Abstract
The aim of our study is verification of programmed algorithms of phonetic analysis using concrete data, and reassurance that it works as also sought after. For our testing, the appropriate recordings of New Year’s Day speeches of Czech and Czechoslovak presidents are available. The very first available recording of presidential speech comes from 1935. All transcripts and recordings of the last 87 speeches are located on the web page www.rozhlas.cz. The primary goal of this paper is to analyze voice characteristics of the speaker (log energy, speech velocity and Zero crossing rate). Especially words “with greatest energy” will be found. There will be a list of words having the highest energy values. The most interesting results will be presented by graphical tools. Using a software, capable of text analysis, transcript characteristics such as most frequent words, length of words, total number of words and different words will be computed. The most frequent words will be presented. Political speeches often become the subject of various analyses. Our calculation allows a new perspective on speeches. It is interesting to compare the most frequent semantic words and words with the greatest energy. The results can be historically important. It allows an extraction of new information from available data and scientifically different approach.
You have full access to this open access chapter, Download conference paper PDF
Similar content being viewed by others
Keywords
- New Year’s Day speeches of Czech presidents
- Intensity of speech
- Vocabulary richness
- Speech velocity
- Zero crossing rate
- Length of words
1 Introduction
Nowadays analysis of speech is very popular. It started in the second half of 20th century when basic signal characteristics were discovered. Fundamentals are well described in [1,2,3]. This field of study evolved very quickly so there are many applications from key word detection [4] across transcription of fluent speech [5] to recognition of speaker [6]. This article is reserved for those who want to study phonetic analysis and its fundamentals. Even historians whose field of study is 20th century in the Czech Republic can appreciate the most frequented words and words with the highest energy. Linguists can be satisfied with changes in individual speeches whether it’s written or spoken.
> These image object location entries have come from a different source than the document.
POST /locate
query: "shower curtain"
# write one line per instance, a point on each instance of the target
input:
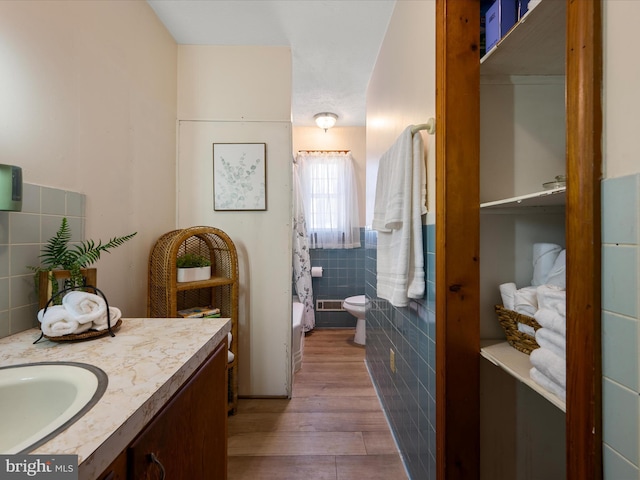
(301, 260)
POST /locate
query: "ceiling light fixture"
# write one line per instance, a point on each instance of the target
(325, 120)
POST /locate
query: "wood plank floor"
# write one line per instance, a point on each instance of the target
(333, 428)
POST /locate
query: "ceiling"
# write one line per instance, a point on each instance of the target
(334, 44)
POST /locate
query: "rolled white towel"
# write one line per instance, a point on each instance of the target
(550, 365)
(526, 301)
(55, 322)
(528, 329)
(557, 275)
(101, 323)
(548, 384)
(552, 320)
(552, 297)
(544, 256)
(84, 307)
(507, 290)
(547, 338)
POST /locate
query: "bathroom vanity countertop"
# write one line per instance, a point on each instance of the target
(147, 361)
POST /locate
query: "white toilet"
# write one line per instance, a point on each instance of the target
(357, 306)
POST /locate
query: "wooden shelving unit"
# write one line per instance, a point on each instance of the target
(517, 365)
(522, 83)
(534, 46)
(166, 296)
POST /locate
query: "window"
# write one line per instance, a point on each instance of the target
(329, 192)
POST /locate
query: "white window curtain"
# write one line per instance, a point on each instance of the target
(329, 191)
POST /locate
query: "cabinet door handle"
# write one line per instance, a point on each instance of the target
(155, 460)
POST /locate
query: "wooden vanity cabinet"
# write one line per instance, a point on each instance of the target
(188, 437)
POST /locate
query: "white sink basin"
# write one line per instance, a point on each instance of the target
(39, 400)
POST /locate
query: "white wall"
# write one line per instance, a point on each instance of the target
(237, 95)
(621, 98)
(338, 138)
(395, 99)
(88, 104)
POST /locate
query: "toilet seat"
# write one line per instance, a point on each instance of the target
(357, 300)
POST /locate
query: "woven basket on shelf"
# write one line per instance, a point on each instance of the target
(509, 320)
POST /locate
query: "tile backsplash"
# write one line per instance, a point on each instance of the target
(22, 235)
(408, 391)
(620, 327)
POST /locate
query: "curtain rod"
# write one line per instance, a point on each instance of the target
(324, 151)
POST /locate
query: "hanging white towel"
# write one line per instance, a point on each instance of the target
(557, 275)
(400, 201)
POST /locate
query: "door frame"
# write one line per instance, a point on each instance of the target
(457, 239)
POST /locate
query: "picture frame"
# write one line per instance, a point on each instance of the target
(239, 176)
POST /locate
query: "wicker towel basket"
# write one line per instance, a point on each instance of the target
(509, 320)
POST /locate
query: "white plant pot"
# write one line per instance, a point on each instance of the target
(194, 274)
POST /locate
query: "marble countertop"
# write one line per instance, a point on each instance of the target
(147, 362)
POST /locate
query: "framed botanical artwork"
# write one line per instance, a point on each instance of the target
(239, 176)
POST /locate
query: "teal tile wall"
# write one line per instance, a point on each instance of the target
(408, 394)
(621, 376)
(342, 277)
(22, 235)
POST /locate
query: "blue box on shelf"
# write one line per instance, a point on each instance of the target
(500, 17)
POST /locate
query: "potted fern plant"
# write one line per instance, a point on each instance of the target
(60, 259)
(193, 267)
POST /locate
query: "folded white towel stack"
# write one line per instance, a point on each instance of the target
(552, 298)
(56, 322)
(84, 307)
(79, 312)
(507, 292)
(546, 303)
(526, 301)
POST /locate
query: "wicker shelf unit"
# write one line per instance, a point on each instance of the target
(166, 295)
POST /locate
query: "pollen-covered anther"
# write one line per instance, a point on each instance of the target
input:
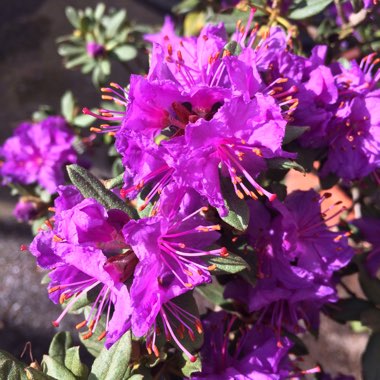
(79, 325)
(101, 336)
(239, 194)
(62, 298)
(155, 350)
(198, 326)
(88, 335)
(53, 289)
(257, 151)
(191, 335)
(57, 239)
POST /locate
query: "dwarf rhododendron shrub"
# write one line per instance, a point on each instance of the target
(194, 259)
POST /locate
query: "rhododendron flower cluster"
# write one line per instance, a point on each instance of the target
(37, 153)
(201, 209)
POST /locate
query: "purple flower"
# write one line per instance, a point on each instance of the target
(296, 257)
(225, 4)
(240, 144)
(85, 250)
(37, 153)
(257, 354)
(370, 229)
(170, 255)
(200, 108)
(94, 49)
(355, 139)
(25, 210)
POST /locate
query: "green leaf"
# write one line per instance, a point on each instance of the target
(72, 16)
(115, 22)
(292, 132)
(212, 292)
(238, 211)
(370, 358)
(348, 309)
(77, 61)
(97, 76)
(285, 164)
(186, 6)
(74, 364)
(99, 11)
(11, 368)
(113, 364)
(188, 367)
(308, 8)
(125, 52)
(59, 345)
(114, 182)
(233, 47)
(328, 181)
(230, 264)
(68, 105)
(193, 23)
(56, 369)
(87, 68)
(92, 344)
(66, 49)
(105, 66)
(34, 374)
(187, 302)
(91, 187)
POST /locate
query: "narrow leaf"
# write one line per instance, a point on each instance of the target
(72, 16)
(285, 164)
(308, 8)
(115, 22)
(68, 105)
(56, 369)
(113, 364)
(125, 52)
(74, 364)
(11, 368)
(230, 264)
(59, 345)
(238, 211)
(91, 187)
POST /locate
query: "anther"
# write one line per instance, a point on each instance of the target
(79, 325)
(101, 336)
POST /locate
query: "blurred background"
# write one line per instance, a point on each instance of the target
(32, 74)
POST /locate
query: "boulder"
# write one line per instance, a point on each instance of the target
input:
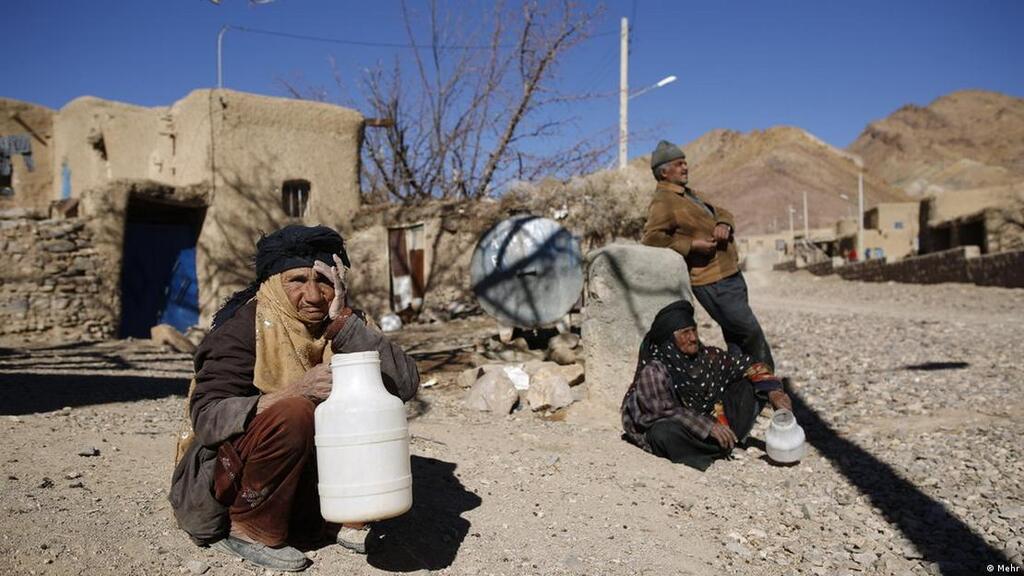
(548, 391)
(628, 284)
(493, 392)
(561, 348)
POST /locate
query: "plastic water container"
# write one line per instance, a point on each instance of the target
(784, 440)
(361, 438)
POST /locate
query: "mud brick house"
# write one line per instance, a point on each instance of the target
(160, 207)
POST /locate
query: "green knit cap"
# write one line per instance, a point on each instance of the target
(665, 152)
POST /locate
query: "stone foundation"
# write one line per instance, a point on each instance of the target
(50, 289)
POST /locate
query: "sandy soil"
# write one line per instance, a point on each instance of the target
(909, 396)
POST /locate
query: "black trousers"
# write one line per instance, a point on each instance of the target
(671, 440)
(726, 301)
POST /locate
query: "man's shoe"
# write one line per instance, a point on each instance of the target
(285, 559)
(353, 539)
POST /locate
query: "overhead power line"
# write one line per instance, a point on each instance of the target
(379, 44)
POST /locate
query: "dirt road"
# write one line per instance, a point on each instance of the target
(909, 396)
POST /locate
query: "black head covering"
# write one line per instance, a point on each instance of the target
(290, 247)
(697, 381)
(674, 317)
(297, 246)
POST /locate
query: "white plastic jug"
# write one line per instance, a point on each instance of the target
(784, 439)
(361, 438)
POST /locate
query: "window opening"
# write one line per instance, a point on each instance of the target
(295, 197)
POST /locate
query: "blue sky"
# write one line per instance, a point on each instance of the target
(827, 67)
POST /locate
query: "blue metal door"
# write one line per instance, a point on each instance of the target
(181, 310)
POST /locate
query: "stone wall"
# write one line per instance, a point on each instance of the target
(1005, 269)
(49, 291)
(947, 265)
(964, 263)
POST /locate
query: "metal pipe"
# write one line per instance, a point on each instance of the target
(624, 91)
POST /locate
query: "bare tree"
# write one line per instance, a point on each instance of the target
(469, 108)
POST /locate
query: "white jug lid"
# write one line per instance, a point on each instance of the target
(355, 358)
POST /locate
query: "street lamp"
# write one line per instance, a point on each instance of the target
(624, 91)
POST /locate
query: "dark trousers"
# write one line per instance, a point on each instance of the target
(267, 476)
(726, 301)
(671, 440)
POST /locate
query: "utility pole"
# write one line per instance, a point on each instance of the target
(807, 230)
(860, 213)
(624, 91)
(220, 43)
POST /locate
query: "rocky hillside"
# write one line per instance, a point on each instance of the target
(759, 174)
(964, 140)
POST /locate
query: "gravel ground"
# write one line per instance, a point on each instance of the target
(908, 396)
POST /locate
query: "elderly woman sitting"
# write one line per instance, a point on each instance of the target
(246, 478)
(690, 403)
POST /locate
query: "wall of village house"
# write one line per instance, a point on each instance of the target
(100, 141)
(32, 191)
(53, 288)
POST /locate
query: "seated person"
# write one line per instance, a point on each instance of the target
(247, 485)
(690, 403)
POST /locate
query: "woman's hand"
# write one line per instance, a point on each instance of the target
(337, 275)
(314, 384)
(723, 435)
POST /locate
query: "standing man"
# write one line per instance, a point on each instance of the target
(682, 219)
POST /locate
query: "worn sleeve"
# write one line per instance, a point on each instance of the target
(758, 373)
(224, 398)
(398, 370)
(660, 230)
(655, 402)
(723, 216)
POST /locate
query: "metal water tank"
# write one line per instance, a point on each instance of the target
(526, 272)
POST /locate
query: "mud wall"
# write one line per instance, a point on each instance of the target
(32, 191)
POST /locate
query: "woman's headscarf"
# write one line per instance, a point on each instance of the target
(292, 246)
(692, 378)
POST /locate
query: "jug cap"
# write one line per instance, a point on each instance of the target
(783, 418)
(354, 358)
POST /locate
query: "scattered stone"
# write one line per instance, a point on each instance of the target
(169, 336)
(548, 391)
(494, 392)
(196, 567)
(738, 549)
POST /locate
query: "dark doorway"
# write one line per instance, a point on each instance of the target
(158, 274)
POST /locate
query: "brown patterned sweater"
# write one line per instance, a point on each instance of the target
(676, 217)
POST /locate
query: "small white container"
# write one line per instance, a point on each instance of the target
(361, 438)
(784, 440)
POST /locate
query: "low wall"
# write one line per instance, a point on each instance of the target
(1004, 269)
(964, 263)
(824, 268)
(49, 289)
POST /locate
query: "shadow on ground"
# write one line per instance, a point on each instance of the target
(27, 393)
(427, 537)
(938, 535)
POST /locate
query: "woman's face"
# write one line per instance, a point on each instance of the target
(309, 293)
(686, 340)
Many authors aim their work on linguistic analysis of political speeches. For example, articles End-of-year speeches of Italian presidents or inaugural speeches of US presidents were researched in [7, 8]. Relationship between ideology and language and thematic concentration of Czechoslovak New Year’s Day speeches is analyzed in article [9]. Of course, it is very interesting to study influences of ideology, originality of author and his abilities to differ from uniformity. The most frequent words can provide an information about recent years because they react on the most important events. Some of those words will be listed.
Main goal of this publication is to present words that were said with the greatest energy. Words with the greatest energy allows to track what president emphasized on during a reading. Emphasis of the speaker will be probably on positive words. The only exception could be the time of war. Ideological words may be emphasized in some speeches. There will be one more characteristic calculated for each speech – speech velocity.
2 Voice Characteristics
Analysis of recordings of New Year’s Day speeches will be introduced in this chapter. The intensity of voice (energy) and speech velocity will represent voice characteristic of speaker. Energy tells something about how much emphasis speaker uses and speech velocity shows how fast speaker speaks. These variables can be influenced e.g. by age or by sickness. Then the words having the greatest energy can be found. It could be interesting to compare these words with most frequent thematic words. President didn’t have to be an author of written text. But he could highlight any words he wanted to (Fig. 1). It depended on what he considered to be important. This is the example of individuality. Then ZCR (zero crossing rate) characteristics will be shown.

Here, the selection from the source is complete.